安藤秀樹の「せいいっぱい」(1989年)。

私が大学時代の時に所属していた音楽サークルで、ギターの弾き語りで演奏した曲です。
たまたまカセットテープ(古い)に録音していたラジオ番組から流れてきたこの曲に心を鷲掴みされました。
何度も再生し必死でコードを耳コピしてさっそくサークル内のコンサートで披露しました。
演奏し始めると小声でざわざわしていたサークル仲間が徐々にこちらに真剣に耳を澄まして聞き入っている気配が演奏中の私にも感じられたのです。

安藤秀樹は当時、ナベプロ期待の大型新人で売り出した吉川晃司のヒット曲の作詞を手掛けていました。
「にくまれそうなNEWフェイス」や「RAIN-DANCEがきこえる」等数々のヒット曲を若き頃の吉川氏の尖ったイメージに合った歌詞で彩りました。

安藤氏自身も吉川氏ほどではないにせよ適度な(?)巻き舌と日本語にアクセントをつけたエモーショナルな歌いかたが特徴的。ちょっと斜に構えたような歌詞が十代後半の私にとって痛いほど刺さりまくりました。


「せいいっぱい」の1番の歌詞の出だしが

“やりきれぬ気持ちも悔しいけれど
みんなイカして見えるスタイルも顔も”

とこの曲に出てくる主人公は自分の容姿にコンプレックスを持っているのではないかと想像できます。

私が強く惹き付けられたのが2番の歌詞。


“生まれてきたことも選ばれたはずさ
不公平なままで転がりつづけ

だって心に詰め込むものは
自分次第だから
わかりきってる地図の上でも
いつも途方に暮れてしまう”


このまま文字を起こしてみると理解できるようなできないような笑
具体的なようで抽象的な歌詞。“だって”という接続詞が突然出てきたり文章がつながっていません。
結局何が言いたいの?と思ってしまいますが、安藤が例の少しくせのある歌唱で歌われると「うわあ。
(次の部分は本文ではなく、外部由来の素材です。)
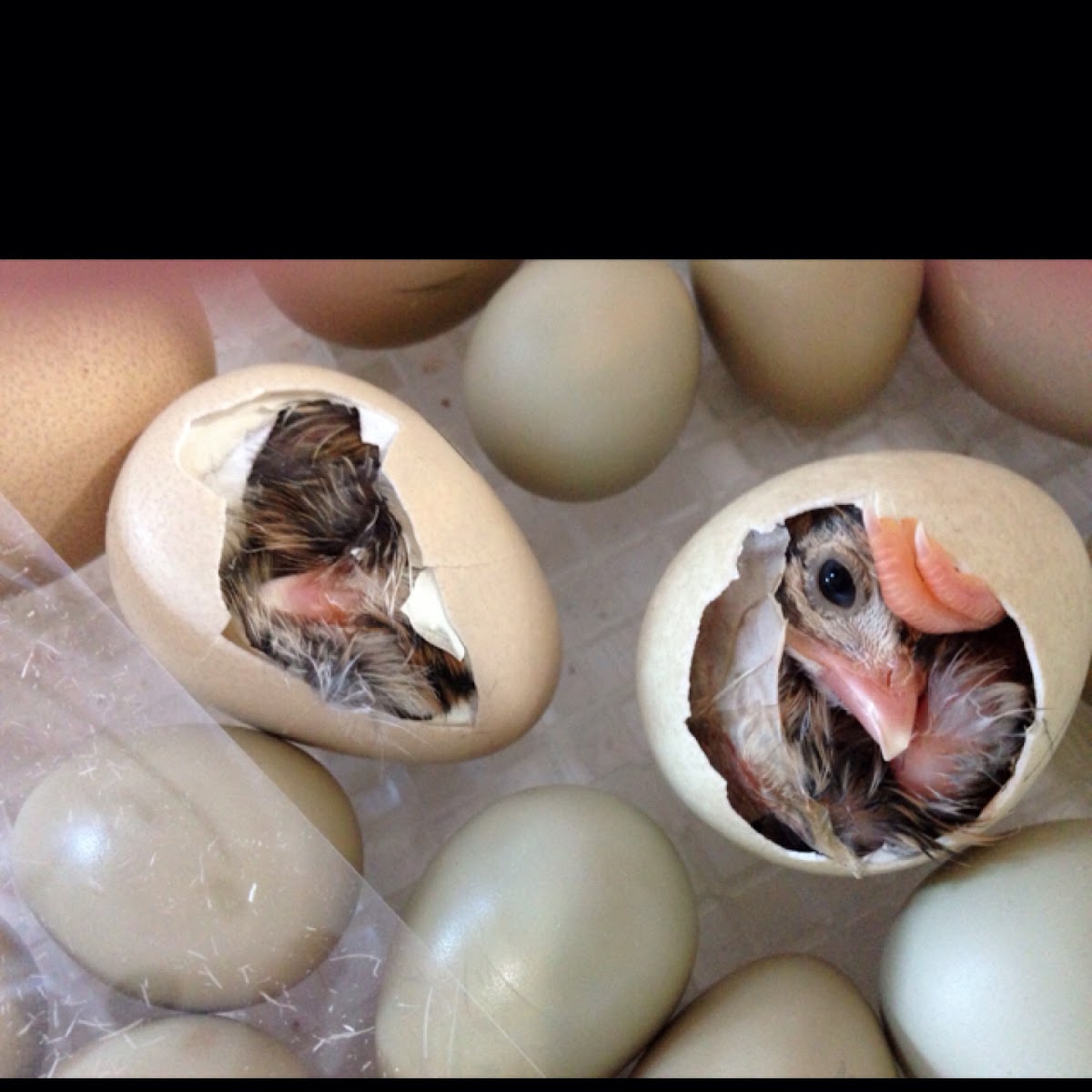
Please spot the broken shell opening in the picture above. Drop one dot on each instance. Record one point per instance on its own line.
(841, 729)
(320, 571)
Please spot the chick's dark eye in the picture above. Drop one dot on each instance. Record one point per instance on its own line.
(835, 583)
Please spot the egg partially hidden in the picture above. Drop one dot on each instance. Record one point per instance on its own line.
(307, 554)
(195, 1046)
(170, 867)
(1019, 334)
(580, 375)
(987, 967)
(380, 303)
(90, 354)
(865, 662)
(551, 936)
(814, 341)
(790, 1016)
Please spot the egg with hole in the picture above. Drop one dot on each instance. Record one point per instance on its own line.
(173, 869)
(987, 969)
(90, 353)
(1018, 333)
(580, 375)
(814, 341)
(380, 303)
(551, 935)
(864, 663)
(790, 1015)
(195, 1046)
(308, 555)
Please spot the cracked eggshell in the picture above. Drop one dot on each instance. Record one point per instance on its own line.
(994, 522)
(165, 534)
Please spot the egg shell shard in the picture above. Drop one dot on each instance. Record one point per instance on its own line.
(789, 1016)
(987, 967)
(994, 523)
(165, 534)
(194, 1046)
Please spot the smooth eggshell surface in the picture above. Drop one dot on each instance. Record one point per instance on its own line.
(185, 1046)
(1018, 333)
(987, 969)
(167, 532)
(1087, 680)
(380, 303)
(784, 1016)
(25, 1016)
(814, 341)
(87, 359)
(580, 375)
(569, 918)
(995, 523)
(174, 871)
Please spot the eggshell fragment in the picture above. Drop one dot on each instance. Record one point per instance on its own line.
(174, 871)
(1018, 333)
(380, 303)
(814, 341)
(483, 589)
(784, 1016)
(25, 1019)
(197, 1046)
(987, 969)
(580, 375)
(88, 356)
(995, 524)
(569, 921)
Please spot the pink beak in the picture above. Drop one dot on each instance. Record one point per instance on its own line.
(885, 702)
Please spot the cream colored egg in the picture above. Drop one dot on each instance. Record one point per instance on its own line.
(174, 871)
(88, 355)
(552, 935)
(1018, 333)
(995, 525)
(785, 1016)
(987, 969)
(380, 303)
(25, 1009)
(1087, 681)
(814, 341)
(479, 592)
(191, 1046)
(581, 374)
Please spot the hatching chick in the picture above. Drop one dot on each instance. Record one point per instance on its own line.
(316, 571)
(899, 735)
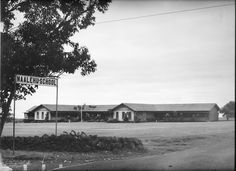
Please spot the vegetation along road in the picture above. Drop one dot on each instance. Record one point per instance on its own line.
(187, 145)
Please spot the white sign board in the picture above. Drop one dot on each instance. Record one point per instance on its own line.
(43, 81)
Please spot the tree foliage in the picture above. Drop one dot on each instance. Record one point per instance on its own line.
(36, 45)
(229, 109)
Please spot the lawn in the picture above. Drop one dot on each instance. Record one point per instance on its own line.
(159, 138)
(139, 130)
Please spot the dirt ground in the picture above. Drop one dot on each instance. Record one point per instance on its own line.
(160, 139)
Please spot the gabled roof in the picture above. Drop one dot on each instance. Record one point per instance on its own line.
(170, 107)
(98, 108)
(73, 108)
(132, 106)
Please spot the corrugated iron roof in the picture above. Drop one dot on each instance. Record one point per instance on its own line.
(67, 108)
(171, 107)
(132, 106)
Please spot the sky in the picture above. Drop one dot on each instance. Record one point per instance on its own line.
(185, 57)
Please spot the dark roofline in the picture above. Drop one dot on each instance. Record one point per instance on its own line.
(124, 105)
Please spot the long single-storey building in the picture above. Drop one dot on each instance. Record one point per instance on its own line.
(132, 112)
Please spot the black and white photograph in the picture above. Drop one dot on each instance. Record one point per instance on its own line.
(117, 85)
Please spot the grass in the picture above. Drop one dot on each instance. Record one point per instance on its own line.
(158, 138)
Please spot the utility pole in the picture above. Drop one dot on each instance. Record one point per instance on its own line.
(81, 113)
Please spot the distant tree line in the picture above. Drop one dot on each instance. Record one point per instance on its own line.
(229, 109)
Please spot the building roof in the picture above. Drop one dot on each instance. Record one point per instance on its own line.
(132, 106)
(67, 108)
(170, 107)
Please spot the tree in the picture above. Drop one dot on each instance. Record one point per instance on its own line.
(36, 45)
(229, 109)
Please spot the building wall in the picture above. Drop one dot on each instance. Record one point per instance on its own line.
(141, 116)
(213, 114)
(120, 111)
(41, 113)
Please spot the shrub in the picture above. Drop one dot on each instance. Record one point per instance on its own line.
(72, 142)
(112, 120)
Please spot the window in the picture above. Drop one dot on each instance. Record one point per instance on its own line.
(129, 115)
(42, 115)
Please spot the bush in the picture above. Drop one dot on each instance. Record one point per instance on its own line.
(72, 142)
(112, 120)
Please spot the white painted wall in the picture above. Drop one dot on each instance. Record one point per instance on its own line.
(120, 110)
(42, 114)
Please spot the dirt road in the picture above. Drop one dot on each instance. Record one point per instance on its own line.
(213, 152)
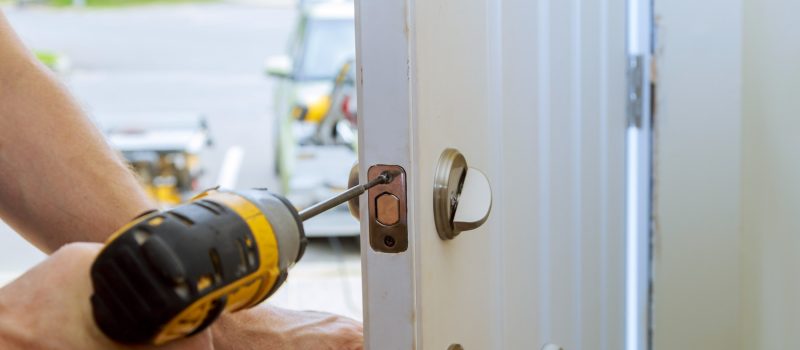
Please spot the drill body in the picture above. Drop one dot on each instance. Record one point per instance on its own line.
(169, 274)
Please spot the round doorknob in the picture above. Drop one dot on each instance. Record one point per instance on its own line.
(462, 196)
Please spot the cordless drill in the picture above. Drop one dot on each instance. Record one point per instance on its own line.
(169, 274)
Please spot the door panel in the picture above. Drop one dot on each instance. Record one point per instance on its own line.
(532, 93)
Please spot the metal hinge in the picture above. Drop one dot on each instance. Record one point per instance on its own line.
(636, 85)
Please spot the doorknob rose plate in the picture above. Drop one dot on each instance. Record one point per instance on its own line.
(462, 197)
そうだなあ」と妙に納得してしまうのです。



この世の中、どうにも不公平な扱いをされ続けている気がするけどこの世に生まれてきた、ということは選ばれて生まれてきたはずだといえるんじゃないか。
心に詰め込むもの(経験による生き方、考え方、価値観etc.)は自分次第で決まるとわかってはいるけれども、日々過ごすうちに自分にとって何が大切なのか、いつも途方に暮れてしまう。


すごく深くないですか?笑
私はかなりエモい歌詞だと思っています。

1番の歌詞の最後は

“この存在を虚しさで消したくない”

2番は

“この存在を虚しさに変えたくない”

と訴えます。


若い頃のような脆く青臭い感情は今では薄れてきたけれど、大人になっても未だに「なんかおかしい」「なんか違うんだよな」というもやもやした感情はいつもつきまとっています。
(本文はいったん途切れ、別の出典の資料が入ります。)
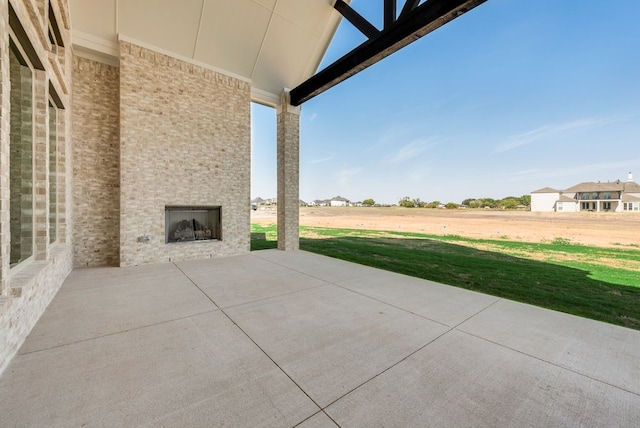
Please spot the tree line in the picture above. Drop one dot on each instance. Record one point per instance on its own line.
(510, 202)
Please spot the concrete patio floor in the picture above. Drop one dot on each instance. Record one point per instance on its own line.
(289, 339)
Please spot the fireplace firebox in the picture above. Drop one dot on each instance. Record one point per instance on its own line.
(192, 223)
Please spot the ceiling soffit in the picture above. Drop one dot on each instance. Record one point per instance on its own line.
(275, 44)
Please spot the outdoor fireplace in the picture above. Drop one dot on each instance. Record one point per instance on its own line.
(192, 223)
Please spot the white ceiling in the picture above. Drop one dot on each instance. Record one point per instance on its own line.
(275, 44)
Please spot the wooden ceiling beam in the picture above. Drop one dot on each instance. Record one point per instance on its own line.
(413, 23)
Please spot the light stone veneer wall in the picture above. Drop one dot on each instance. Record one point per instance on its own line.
(185, 135)
(96, 172)
(26, 291)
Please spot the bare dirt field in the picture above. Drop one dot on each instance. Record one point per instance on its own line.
(597, 229)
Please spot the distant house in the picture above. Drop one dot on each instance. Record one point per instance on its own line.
(616, 196)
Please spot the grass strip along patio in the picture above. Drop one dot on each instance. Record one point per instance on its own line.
(593, 282)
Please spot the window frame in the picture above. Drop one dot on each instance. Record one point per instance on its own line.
(24, 59)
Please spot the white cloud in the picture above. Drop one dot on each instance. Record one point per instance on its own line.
(324, 159)
(549, 131)
(578, 170)
(344, 176)
(413, 149)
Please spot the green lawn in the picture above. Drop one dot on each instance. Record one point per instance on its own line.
(592, 282)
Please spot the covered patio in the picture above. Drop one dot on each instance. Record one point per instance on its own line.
(287, 339)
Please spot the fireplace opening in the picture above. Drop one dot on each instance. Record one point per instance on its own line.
(192, 223)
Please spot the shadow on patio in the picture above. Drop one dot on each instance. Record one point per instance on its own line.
(292, 338)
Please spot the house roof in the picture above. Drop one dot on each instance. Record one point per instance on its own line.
(546, 190)
(274, 44)
(630, 198)
(589, 186)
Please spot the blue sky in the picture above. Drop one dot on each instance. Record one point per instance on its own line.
(511, 97)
そんな時この曲を口ずさむと甘酸っぱい感傷に浸れます。

youtubeやベストアルバムにはこの曲のstring versionが聴けますが、オリジナルバージョンの方がアップテンポで疾走感があり、かすかな焦燥感が感じられておすすめなのでもし機会があったらぜひ聴いてみてください。